One of the models we introduce allows for clustering of contaminated units within groups. The parameter controlling this clustering can be expressed as a mean outbreak size, denoted \(\lambda \), which is the approximate expected number of contaminated units in a group with contamination. Theoretical derivations and empirical results demonstrate that this parameter cannot be identified from data on group testing results. In practice, when firm information is lacking, it would often make sense to assume \(\lambda =1\), indicating no clustering. We show that the estimator of the probability of leakage in a consignment is almost perfectly robust to mis-specification of \(\lambda \), provided contamination is rare.
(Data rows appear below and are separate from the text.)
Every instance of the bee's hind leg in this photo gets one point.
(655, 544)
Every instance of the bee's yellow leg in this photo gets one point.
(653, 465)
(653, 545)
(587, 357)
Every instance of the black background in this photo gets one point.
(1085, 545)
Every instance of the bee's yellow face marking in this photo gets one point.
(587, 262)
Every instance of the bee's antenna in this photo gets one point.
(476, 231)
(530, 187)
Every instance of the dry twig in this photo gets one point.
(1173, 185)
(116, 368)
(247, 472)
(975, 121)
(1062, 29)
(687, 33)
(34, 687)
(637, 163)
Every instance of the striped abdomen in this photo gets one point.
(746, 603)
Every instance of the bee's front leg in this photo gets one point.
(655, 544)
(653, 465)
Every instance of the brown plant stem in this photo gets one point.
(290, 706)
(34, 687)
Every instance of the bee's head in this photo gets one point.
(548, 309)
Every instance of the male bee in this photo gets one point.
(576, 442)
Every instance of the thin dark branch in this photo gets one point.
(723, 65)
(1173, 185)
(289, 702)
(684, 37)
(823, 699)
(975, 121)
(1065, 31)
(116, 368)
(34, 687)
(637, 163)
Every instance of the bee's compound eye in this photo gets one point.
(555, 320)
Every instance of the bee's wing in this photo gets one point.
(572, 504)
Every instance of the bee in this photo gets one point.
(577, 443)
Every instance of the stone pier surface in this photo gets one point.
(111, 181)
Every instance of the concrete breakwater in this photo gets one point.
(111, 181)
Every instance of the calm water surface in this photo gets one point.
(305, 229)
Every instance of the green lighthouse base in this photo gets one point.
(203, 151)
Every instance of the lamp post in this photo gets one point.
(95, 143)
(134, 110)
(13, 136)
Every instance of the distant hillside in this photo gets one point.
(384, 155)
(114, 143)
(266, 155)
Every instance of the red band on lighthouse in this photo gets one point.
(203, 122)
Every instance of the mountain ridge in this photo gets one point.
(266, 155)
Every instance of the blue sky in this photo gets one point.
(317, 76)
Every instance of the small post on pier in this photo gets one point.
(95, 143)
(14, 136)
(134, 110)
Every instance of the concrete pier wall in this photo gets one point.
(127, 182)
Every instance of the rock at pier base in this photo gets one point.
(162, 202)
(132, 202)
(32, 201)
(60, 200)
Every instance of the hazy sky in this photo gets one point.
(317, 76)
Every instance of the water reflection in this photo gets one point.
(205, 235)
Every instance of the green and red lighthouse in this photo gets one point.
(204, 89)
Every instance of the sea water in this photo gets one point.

However, further research would be worthwhile to estimate \(\lambda \) through experiments, as it impacts estimators of the leakage rate of units and the unit-level prevalence. When clustering occurs, these quantities would be underestimated by a factor of approximately \(\lambda \).

The new models also allow us to assess the effectiveness of group testing. In a case study, we estimated the unconditional probability of a consignment containing contamination to be approximately 9%. This probability reduces to only 3% when conditioned on zero sample detections.

The framework developed here offers a novel perspective by enabling inference on ongoing leakage risk from a pathway. This provides substantial value in conjunction with the standard practice of designing sampling plans based on an arbitrary constant design prevalence. Group testing strategies, widely used in current biosecurity processes, environmental sampling, and public health, can benefit from the new models and results presented here, which prompt a reconsideration of design criteria and data analyses for effective risk management.